Zu prüfen sei, ob die beantragte Enteignung das letzte in Betracht kommende Mittel zur Verwirklichung der angestrebten Friedhofserweiterung sei. Den Bestimmungen des Salzburger Leichen- und Bestattungsgesetzes 1986 sei nicht zu entnehmen, dass in einer Gemeinde die Errichtung mehrerer Bestattungsanlagen unzulässig sei. Nach § 36 leg. cit. seien die Friedhofsgebühren für die einzelnen Friedhöfe einer Gemeinde je nach der örtlichen Lage und Ausstattung in verschiedener Höhe festzusetzen.
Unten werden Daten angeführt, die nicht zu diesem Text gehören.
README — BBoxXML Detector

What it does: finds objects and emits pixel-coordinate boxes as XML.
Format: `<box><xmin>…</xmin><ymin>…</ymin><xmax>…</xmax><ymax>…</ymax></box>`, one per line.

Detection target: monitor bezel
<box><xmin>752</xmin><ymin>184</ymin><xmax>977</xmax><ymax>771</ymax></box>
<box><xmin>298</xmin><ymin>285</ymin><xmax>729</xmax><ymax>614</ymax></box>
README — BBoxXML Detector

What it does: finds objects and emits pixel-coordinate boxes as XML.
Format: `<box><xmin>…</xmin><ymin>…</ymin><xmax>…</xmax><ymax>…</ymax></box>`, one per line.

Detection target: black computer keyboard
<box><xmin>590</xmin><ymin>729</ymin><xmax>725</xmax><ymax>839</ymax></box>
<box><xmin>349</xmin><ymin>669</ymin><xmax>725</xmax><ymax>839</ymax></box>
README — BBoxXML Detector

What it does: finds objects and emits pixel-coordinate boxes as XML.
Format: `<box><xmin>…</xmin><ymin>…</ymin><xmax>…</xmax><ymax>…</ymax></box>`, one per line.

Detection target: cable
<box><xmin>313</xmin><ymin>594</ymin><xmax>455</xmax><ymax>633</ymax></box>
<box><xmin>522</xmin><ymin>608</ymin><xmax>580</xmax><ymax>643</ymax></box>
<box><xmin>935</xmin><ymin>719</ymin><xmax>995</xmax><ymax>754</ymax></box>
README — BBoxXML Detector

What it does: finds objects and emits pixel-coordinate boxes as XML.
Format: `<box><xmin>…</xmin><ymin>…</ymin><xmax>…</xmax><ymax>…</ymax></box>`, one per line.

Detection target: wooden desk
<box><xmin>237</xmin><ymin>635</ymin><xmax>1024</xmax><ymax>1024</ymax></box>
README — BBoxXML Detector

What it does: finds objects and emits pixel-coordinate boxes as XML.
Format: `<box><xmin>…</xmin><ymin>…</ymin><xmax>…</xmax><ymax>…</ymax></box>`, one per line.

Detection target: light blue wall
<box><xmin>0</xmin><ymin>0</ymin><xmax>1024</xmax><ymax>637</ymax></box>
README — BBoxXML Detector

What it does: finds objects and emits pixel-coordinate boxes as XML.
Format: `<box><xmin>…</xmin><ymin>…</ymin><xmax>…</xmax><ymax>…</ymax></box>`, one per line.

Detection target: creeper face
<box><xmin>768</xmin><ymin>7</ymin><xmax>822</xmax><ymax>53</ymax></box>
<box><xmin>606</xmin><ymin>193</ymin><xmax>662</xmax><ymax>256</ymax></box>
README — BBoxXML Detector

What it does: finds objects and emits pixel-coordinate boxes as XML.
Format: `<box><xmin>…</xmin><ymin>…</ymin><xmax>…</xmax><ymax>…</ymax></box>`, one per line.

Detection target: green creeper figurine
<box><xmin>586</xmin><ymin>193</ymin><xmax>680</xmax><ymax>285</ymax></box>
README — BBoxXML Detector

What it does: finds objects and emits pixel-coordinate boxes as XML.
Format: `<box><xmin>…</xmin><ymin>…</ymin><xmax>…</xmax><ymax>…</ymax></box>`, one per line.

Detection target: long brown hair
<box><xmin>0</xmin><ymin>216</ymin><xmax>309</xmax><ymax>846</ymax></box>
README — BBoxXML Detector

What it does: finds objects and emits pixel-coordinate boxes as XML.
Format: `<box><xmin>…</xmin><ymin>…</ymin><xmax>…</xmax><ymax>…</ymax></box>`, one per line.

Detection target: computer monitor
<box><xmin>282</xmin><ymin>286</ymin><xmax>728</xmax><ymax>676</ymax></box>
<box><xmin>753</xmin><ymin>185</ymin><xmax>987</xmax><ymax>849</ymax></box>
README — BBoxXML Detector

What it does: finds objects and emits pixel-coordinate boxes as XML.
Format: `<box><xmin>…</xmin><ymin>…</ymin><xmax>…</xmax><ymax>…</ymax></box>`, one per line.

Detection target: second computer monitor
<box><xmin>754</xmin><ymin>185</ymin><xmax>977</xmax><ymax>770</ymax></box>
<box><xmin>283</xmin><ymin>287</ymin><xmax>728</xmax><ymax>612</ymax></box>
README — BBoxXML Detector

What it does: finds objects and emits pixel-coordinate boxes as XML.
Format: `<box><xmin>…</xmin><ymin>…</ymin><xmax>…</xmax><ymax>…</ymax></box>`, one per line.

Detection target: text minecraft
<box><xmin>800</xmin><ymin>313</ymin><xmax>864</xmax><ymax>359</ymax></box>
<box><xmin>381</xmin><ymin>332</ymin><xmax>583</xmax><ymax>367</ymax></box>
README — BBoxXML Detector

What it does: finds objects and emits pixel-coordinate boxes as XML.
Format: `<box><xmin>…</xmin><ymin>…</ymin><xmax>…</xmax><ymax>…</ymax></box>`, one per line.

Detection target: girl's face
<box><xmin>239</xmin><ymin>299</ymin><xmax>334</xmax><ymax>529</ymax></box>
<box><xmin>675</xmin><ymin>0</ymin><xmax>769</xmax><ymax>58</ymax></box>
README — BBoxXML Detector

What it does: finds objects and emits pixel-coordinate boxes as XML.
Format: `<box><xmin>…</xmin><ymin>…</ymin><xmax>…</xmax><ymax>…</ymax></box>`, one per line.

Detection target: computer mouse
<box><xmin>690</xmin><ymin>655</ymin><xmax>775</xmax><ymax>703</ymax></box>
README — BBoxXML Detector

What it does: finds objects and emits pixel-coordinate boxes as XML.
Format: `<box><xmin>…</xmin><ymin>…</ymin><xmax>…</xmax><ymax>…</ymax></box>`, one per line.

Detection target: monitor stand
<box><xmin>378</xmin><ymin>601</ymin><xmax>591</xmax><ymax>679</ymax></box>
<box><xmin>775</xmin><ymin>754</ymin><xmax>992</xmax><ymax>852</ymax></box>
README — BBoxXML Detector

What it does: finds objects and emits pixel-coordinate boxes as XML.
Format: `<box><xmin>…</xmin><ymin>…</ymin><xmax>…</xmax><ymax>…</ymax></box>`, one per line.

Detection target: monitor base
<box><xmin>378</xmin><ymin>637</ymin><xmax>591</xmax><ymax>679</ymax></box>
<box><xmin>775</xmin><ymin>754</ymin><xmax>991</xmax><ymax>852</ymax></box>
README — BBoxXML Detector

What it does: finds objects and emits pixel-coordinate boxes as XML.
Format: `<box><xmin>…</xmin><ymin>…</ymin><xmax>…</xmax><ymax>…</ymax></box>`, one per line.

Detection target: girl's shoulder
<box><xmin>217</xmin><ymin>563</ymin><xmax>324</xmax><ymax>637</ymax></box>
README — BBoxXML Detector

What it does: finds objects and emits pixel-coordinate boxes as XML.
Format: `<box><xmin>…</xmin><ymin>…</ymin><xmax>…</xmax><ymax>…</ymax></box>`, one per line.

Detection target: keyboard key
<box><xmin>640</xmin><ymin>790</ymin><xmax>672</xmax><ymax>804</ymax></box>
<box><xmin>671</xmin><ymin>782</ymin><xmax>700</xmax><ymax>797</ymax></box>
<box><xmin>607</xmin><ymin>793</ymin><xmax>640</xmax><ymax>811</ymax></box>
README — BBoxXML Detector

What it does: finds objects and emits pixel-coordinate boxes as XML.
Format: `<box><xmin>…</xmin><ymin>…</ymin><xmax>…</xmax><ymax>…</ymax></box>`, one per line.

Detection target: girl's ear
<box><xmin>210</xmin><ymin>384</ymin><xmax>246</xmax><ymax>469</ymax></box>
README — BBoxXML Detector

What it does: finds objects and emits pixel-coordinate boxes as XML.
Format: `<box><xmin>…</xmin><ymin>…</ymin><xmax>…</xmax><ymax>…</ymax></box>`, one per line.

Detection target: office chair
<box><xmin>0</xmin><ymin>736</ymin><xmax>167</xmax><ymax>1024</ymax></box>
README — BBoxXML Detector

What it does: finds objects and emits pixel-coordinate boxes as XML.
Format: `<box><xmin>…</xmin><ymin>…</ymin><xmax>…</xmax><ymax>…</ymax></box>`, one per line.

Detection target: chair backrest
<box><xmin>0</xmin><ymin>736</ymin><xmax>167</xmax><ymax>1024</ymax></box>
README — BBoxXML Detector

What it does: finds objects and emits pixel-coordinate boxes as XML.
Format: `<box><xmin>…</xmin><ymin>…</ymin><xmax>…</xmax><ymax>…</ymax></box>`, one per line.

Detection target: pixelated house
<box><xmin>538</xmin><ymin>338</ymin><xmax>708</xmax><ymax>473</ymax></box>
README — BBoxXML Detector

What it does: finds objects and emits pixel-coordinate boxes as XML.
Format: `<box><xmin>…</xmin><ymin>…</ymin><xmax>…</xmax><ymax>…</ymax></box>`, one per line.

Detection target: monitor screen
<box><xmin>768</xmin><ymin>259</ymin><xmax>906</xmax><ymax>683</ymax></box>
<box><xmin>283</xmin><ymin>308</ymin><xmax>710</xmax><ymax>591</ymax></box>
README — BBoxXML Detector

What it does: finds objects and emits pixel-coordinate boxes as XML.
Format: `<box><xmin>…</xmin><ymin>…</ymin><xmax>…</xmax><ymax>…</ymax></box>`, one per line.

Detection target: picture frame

Bei der Beurteilung der Eignung der Fläche, deren Enteignung beantragt worden sei, zur unmittelbaren Deckung des Bedarfes seien die eingeholten Gutachten des landesgeologischen Dienstes und der Landessanitätsdirektion zu beachten. Außerdem müsse berücksichtigt werden, dass auf Grund der Hanglage der gegenständlichen Liegenschaft im Falle der Friedhofserweiterung die Errichtung einer Stützmauer erforderlich sei. Gehe man davon aus, dass erst nach Erfüllung dieser Voraussetzungen die Friedhofserweiterung möglich sei, könne die gegenständliche Liegenschaft als für die Friedhofserweiterung lediglich bedingt geeignet betrachtet werden. Falls die für die Nutzbarmachung der Friedhofsfläche zu erwartenden Kosten nicht den Grundsätzen einer sparsamen, wirtschaftlichen und zweckmäßigen Verwaltung des Gemeindevermögens entsprechen und die aufsichtsbehördliche Genehmigung versagt werde, könne unter zusätzlicher Berücksichtigung auch dieses Aspektes keinesfalls von einer unmittelbaren Eignung der gegenständlichen Liegenschaft gesprochen werden.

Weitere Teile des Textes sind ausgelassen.